Cain was among five artists shortlisted for one of Australia’s biggest contemporary art prizes of the year. The annual scholarship supports a recent SCA graduate to continue their development through international travel.
Winning the Fauvette means that I can undertake this interdisciplinary research across multiple sites and to make lasting connections with artists, scientists and other collaborators in South America and beyond.
Cain graduated with a Master of Fine Arts at SCA in 2016, was a finalist in the Glenfiddich Artists in Residence Prize the following year and the recipient of a 2017 Parramatta Artist Studio. Cain’s most recent solo exhibitions include, Kudos Gallery, 2018, and Artereal Gallery, 2017, and she has been a finalist in both the Archibald and Sulman prizes.
Andrew Lavery, Director of SCA and chair of the judging panel said “Through the platform of the landscape, Penelope Cain’s work and travel plans are novel in their historiographic critique of the economies of global mining and its far-reaching environmental impacts. The quality of her works lies in their ability to blend myth with scientific and economic facts to question the ethics of these practices.”
Cain plans to use the scholarship to undertake a series of overseas artist residencies and endeavours, taking her to Peru, Bolivia, Scotland, Denmark and Taiwan.
As part of her travels, Cain will follow the path of the silver trade from the Australian Holey Dollar back to the original silver mine in Bolivia, as well as the marks of post-mining lead dust within ice core samples from the Peruvian icecap. Cain hopes to work with a Danish-based paleoclimatologist to look for the signal of lead dust in these ice core samples from the window of time that the silver was mined for the Holey Dollars. She will also be working with a Peruvian artist collective to make new work from some of this research.
The contemporary work of Cain and the four other shortlisted artists Ciaran Begley, Eugene Choi, Kalanjay Dhir and Kate Scardifield are on display in the 2018 Fauvette Loureiro Finalists exhibition until 3 November.
This year, Anneke Jasper, Curator of Contemporary Art at the AGNSW joined the selection panel of Stuart Bailey, Joyce Hinterding, Andrew Lavery and Julie Rrap.
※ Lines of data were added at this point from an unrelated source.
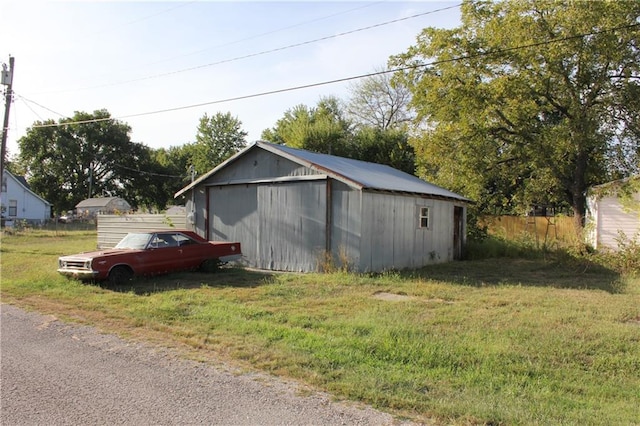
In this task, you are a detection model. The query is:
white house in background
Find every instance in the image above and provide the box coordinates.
[1,170,51,224]
[586,176,640,251]
[76,197,131,219]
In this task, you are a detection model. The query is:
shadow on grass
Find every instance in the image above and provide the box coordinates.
[407,258,625,294]
[99,267,273,296]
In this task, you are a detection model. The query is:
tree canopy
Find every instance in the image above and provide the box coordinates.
[347,69,413,130]
[192,112,248,174]
[18,110,152,211]
[391,0,640,228]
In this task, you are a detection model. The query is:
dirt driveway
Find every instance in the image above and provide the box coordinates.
[0,304,410,425]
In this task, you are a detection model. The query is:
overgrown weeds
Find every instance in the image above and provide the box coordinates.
[1,231,640,425]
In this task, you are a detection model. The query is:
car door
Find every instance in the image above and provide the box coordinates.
[174,233,207,269]
[139,232,182,275]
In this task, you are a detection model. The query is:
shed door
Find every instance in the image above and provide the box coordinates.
[209,180,327,271]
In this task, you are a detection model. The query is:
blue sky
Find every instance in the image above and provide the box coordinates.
[0,0,460,156]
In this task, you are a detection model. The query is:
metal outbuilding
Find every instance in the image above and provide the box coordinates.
[176,141,470,272]
[585,176,640,251]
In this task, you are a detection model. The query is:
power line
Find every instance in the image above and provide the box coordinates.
[113,164,189,179]
[17,94,66,121]
[52,3,462,93]
[25,20,640,128]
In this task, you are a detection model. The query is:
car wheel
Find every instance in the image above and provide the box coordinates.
[200,259,220,272]
[109,266,133,285]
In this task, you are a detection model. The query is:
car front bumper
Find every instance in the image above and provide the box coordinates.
[58,268,99,280]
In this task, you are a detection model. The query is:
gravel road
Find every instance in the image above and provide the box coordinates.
[0,304,416,426]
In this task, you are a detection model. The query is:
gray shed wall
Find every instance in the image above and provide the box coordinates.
[186,146,464,272]
[209,179,326,271]
[359,192,456,271]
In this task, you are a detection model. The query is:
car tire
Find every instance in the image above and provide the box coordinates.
[109,266,133,285]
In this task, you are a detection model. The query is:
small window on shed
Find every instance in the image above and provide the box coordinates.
[419,207,431,229]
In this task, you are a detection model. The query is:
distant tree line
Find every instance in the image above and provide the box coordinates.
[9,0,640,236]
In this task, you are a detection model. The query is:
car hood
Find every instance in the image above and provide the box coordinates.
[60,249,140,260]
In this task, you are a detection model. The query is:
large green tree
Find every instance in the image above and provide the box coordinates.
[18,110,148,212]
[262,96,352,156]
[192,112,248,174]
[347,65,413,130]
[391,0,640,230]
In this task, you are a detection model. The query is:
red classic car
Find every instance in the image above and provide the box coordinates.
[58,231,242,285]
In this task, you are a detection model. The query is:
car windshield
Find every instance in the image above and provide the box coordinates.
[116,233,153,250]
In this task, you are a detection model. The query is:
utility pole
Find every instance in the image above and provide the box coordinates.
[0,56,15,215]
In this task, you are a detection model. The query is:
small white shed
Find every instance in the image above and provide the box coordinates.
[586,176,640,251]
[0,170,51,224]
[76,197,131,218]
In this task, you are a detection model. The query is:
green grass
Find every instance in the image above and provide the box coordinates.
[1,233,640,425]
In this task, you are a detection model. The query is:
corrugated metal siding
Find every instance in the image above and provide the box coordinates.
[209,185,260,267]
[211,149,318,184]
[209,180,326,271]
[331,180,362,269]
[360,192,454,271]
[98,214,187,249]
[596,195,640,250]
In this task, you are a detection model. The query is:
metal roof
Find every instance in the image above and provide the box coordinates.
[257,142,470,201]
[176,141,471,202]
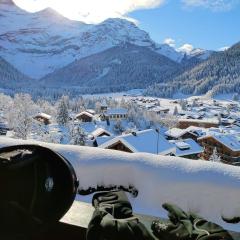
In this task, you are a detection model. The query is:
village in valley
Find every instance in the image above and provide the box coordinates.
[0,94,240,166]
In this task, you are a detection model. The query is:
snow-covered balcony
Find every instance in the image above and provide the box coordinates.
[0,137,240,236]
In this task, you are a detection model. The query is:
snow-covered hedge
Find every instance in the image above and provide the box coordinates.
[0,137,240,230]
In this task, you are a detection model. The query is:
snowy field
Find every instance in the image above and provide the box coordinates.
[0,137,240,231]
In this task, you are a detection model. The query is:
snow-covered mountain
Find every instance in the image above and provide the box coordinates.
[178,47,214,60]
[40,43,181,92]
[0,57,31,88]
[0,0,208,78]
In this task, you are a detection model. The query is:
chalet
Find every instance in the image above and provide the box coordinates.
[169,139,204,160]
[86,109,96,115]
[0,122,9,135]
[150,106,170,115]
[100,101,108,113]
[34,113,52,125]
[178,118,220,129]
[91,128,112,138]
[105,108,128,120]
[198,132,240,164]
[75,111,94,122]
[165,127,200,141]
[99,129,175,155]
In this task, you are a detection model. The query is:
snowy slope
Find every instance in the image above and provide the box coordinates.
[0,57,31,88]
[0,137,240,230]
[41,44,181,92]
[0,0,202,78]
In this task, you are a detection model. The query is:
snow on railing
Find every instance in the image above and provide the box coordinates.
[0,137,240,230]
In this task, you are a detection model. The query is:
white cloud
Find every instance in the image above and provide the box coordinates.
[14,0,165,23]
[163,38,176,47]
[182,0,239,11]
[177,43,194,54]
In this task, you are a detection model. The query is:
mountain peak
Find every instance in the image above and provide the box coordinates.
[100,18,136,27]
[0,0,15,5]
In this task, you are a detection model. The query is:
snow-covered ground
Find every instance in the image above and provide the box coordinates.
[0,137,240,230]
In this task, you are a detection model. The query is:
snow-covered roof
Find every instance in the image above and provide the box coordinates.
[0,137,240,230]
[99,129,174,154]
[107,108,128,115]
[91,128,112,138]
[169,139,204,157]
[86,109,96,115]
[76,111,94,118]
[35,113,52,120]
[179,118,219,124]
[165,128,188,138]
[95,136,114,146]
[200,132,240,152]
[165,126,203,138]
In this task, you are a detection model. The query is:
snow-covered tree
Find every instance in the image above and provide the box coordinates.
[57,96,69,126]
[68,121,87,146]
[179,99,187,111]
[8,94,36,139]
[173,106,178,116]
[232,93,239,101]
[114,120,124,134]
[209,147,221,162]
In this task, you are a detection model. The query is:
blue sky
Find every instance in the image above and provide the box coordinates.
[129,0,240,50]
[14,0,240,50]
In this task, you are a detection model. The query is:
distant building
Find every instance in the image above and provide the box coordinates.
[149,106,170,115]
[90,128,112,138]
[169,139,204,160]
[99,129,175,155]
[178,118,220,129]
[76,111,94,122]
[100,100,108,113]
[34,113,52,125]
[198,132,240,164]
[105,108,128,120]
[0,122,9,136]
[165,126,203,141]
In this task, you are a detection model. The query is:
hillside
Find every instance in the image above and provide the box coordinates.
[147,43,240,96]
[0,137,240,230]
[0,57,30,88]
[41,44,181,92]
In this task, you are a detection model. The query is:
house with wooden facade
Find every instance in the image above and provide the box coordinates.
[169,139,204,160]
[75,111,94,122]
[165,126,203,141]
[99,129,175,155]
[34,113,52,125]
[105,108,128,120]
[198,133,240,164]
[178,118,221,129]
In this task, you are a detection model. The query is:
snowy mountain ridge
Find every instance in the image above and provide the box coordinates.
[0,0,211,79]
[0,137,240,230]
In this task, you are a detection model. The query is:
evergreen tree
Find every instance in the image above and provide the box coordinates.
[209,147,221,162]
[57,96,69,126]
[173,106,178,116]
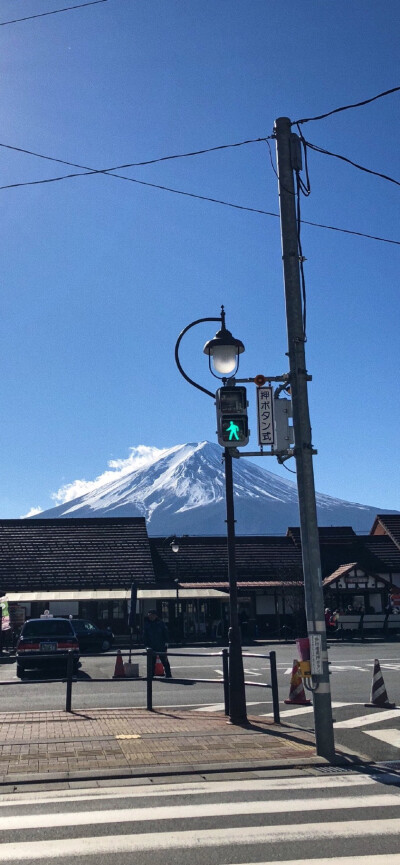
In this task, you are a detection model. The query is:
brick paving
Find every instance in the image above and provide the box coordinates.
[0,708,315,784]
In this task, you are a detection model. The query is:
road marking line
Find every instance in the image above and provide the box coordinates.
[1,816,400,862]
[333,708,400,730]
[194,700,264,712]
[223,853,400,865]
[260,703,352,718]
[0,793,400,832]
[0,773,380,807]
[364,728,400,748]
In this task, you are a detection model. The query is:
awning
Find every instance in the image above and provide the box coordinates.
[0,588,229,604]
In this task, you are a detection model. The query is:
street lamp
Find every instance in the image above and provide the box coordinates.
[175,306,247,724]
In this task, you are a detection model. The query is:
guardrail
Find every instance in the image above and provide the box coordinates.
[0,649,280,724]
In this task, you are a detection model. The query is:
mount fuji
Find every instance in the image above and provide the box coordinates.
[31,442,394,536]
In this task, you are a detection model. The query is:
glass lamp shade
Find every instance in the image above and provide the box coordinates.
[210,345,238,375]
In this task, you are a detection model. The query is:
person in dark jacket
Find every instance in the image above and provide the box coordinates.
[143,610,172,679]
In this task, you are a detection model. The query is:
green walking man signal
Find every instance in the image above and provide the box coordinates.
[215,385,249,448]
[225,420,240,442]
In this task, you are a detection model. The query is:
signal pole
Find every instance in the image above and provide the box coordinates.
[275,117,335,761]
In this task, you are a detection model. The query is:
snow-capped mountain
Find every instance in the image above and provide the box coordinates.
[33,442,394,536]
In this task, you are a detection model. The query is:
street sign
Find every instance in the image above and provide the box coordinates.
[257,386,275,447]
[309,634,322,676]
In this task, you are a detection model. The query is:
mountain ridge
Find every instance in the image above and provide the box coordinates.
[30,442,393,536]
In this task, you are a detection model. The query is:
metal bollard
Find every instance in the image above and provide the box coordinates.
[222,649,229,715]
[269,652,281,724]
[65,649,74,712]
[146,649,153,712]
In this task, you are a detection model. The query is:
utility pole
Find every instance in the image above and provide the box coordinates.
[224,448,247,725]
[275,117,335,761]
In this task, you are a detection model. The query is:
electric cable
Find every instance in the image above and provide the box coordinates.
[0,0,108,27]
[300,135,400,186]
[0,136,400,246]
[0,135,273,173]
[292,87,400,126]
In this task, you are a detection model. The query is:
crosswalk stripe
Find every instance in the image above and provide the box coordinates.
[194,700,264,712]
[334,708,400,729]
[223,853,400,865]
[0,793,400,832]
[364,728,400,748]
[0,818,400,865]
[0,774,382,819]
[260,703,350,718]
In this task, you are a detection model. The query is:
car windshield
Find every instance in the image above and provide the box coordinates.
[22,619,73,638]
[72,619,96,634]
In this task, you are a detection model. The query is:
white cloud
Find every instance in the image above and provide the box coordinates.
[51,445,168,502]
[20,508,43,520]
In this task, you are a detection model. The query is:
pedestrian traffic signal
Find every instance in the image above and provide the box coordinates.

Together, the judges assessed both the merit of the applicants’ work and their proposed travel plans.
When: 4 October – 3 November
Where: SCA Galleries, Sydney College of the Arts, The University of Sydney, Kirkbride Way, Lilyfield (enter via Balmain Road, opposite Cecily Street)
Opening Hours: Mon - Fri 11am - 5pm, Sat 11am - 4pm
Set up in 2003, the scholarship celebrates the bequest of the late Renee Erdos, a graduate of the University of Sydney. The scholarship was established in memory of her mother Fauvette Loureiro, the eldest daughter of Portuguese painter Arthur Loureiro (1853-1932). Drawing from a wealth of talent from recent SCA graduates, the Fauvette Loureiro prize and exhibition has cemented a reputation for showcasing outstanding contemporary art.